DeepSeek Finally Raised: $300M Funding at $10B+ Valuation

Honestly, when I saw this news, my first thought was—finally.

DeepSeek’s funding round has been circulating for over half a year, with no confirmation. The industry speculated whether their model wasn’t attractive to capital, or if there were issues with their technical approach. Then they dropped the bomb: $300 million, valuation over $10 billion.

What does this number mean in the AI landscape? OpenAI just secured $122 billion (though mostly for infrastructure), while DeepSeek landed $300 million. A significant gap, but for a Chinese team, this is a milestone.

The Cost of Independence

I’ve mentioned before that DeepSeek is one of the few “non-aligned” players in this space.

Major players building models either lean on cloud vendors (Alibaba’s Qwen, ByteDance’s Doubao) or hardware manufacturers (Huawei, Xiaomi). The advantage? No worries about compute, scenarios, or funding.

The downside? You’re always working for the cloud vendor, or serving as an accessory for hardware manufacturers. Truly independent products? Difficult.

DeepSeek took a different path. From day one, they pursued independence—open-source models, open-source tech stacks, even publishing their training methods in papers.

The benefits? You have a distinct product identity, a loyal developer community, a genuine technical brand.

The costs? No money.

Training a GPT-4-level model requires over $100 million in compute costs alone. What kept DeepSeek afloat? Early funding + open-source community reputation + a few commercial projects.

But here’s the thing: open source is about passion, not capital returns. Investors ask: where’s your moat? Where’s your business model? How do you avoid losing money?

So this funding round, in some sense, answers those questions.

The “Third Path” for Chinese LLMs

Chinese large models have basically followed two paths:

One is the “ecosystem approach,” like Alibaba’s Qwen. Models are free, but compute, cloud services, and ecosystem products are monetized. It looks busy, but requires a powerful cloud ecosystem foundation.
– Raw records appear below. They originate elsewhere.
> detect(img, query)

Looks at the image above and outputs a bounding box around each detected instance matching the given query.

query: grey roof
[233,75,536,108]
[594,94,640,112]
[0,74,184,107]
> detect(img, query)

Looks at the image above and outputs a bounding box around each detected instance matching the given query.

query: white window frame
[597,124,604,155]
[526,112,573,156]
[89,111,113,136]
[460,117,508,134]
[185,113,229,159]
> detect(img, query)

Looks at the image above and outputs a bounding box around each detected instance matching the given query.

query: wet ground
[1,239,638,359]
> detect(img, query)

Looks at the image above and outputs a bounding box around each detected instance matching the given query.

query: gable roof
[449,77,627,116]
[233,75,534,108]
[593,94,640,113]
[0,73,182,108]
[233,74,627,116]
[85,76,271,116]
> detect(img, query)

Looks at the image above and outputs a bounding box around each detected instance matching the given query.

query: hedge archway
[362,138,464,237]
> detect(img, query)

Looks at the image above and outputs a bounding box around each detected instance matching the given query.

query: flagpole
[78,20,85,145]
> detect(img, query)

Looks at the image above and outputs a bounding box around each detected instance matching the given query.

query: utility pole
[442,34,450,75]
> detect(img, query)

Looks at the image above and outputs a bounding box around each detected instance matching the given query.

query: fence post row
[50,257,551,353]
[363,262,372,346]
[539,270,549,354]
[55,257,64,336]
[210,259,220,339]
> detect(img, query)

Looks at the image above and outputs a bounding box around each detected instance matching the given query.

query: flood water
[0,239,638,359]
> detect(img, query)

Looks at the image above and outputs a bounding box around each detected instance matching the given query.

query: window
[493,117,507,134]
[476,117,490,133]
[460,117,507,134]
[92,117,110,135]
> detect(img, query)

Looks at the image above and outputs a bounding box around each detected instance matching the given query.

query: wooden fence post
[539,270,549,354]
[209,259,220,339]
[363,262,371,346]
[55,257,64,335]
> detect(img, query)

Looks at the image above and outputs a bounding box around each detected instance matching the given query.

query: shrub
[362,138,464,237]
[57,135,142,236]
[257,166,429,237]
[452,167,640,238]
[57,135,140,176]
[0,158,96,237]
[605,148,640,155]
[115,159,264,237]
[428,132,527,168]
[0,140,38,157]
The other is the “application approach,” like ByteDance’s Doubao. Models are tools; the real products are consumer applications. Revenue comes from applications, subsidizing model development. The problem? Your model capabilities might be constrained by application scenarios, making true generalization difficult.

DeepSeek is attempting a third path: technical service provider.

Models are open-source, but enterprise editions cost money. API services cost money. Customized solutions cost money.

Sounds like a traditional software company model, but in the AI era, does it work?

My personal take—difficult, but possible.

The difficulty lies in this: the large model space evolves too fast. You’re ahead today, behind tomorrow. Open-source communities update at a pace commercial teams struggle to match.

The possibility lies in enterprise services being a slow business. Once customers adopt your solution, migration costs are high. As long as your model doesn’t underperform and service doesn’t falter, you can survive decently.

What Does a $10B+ Valuation Mean?

This valuation level positions DeepSeek among the top tier in the Chinese LLM space.

But I’m more curious—what exactly are investors betting on?

If it’s purely technology, that’s risky. Technology leadership today doesn’t guarantee tomorrow’s advantage.

If it’s the team, that makes more sense. DeepSeek’s team is relatively balanced across technical and commercial capabilities. Their open-source strategy has genuinely built a solid developer ecosystem.

If it’s the sector itself, that’s even more interesting. Among Chinese LLMs, truly independent operations without relying on big tech funding are rare. If DeepSeek proves this path works, it sets an example for the entire industry.

The Challenges Ahead

Securing funding doesn’t mean smooth sailing.

DeepSeek faces intensifying competition.

Domestically, Alibaba’s Qwen just topped global API call rankings, ByteDance’s Doubao is aggressively scaling consumer products, Huawei and Xiaomi are pushing edge-side deployment. Everyone’s scrambling for scenarios, users, and developers.

Internationally, GPT-6 just launched with 40% performance improvements and 2 million token context windows. Anthropic’s new model is on the way. In open source, Llama 4 rumors surface periodically.

Can DeepSeek maintain technical leadership? Can their business model work? Can their independent approach survive?

These questions aren’t solved by funding alone.

Honestly, I hope DeepSeek succeeds.

Not because I’m biased toward Chinese players, but because this space needs genuinely independent voices. Not big tech subsidiaries, not capital puppets—just people doing solid technical work, building products right.

Those are rare these days.

$300 million is a good start. But the road is still long.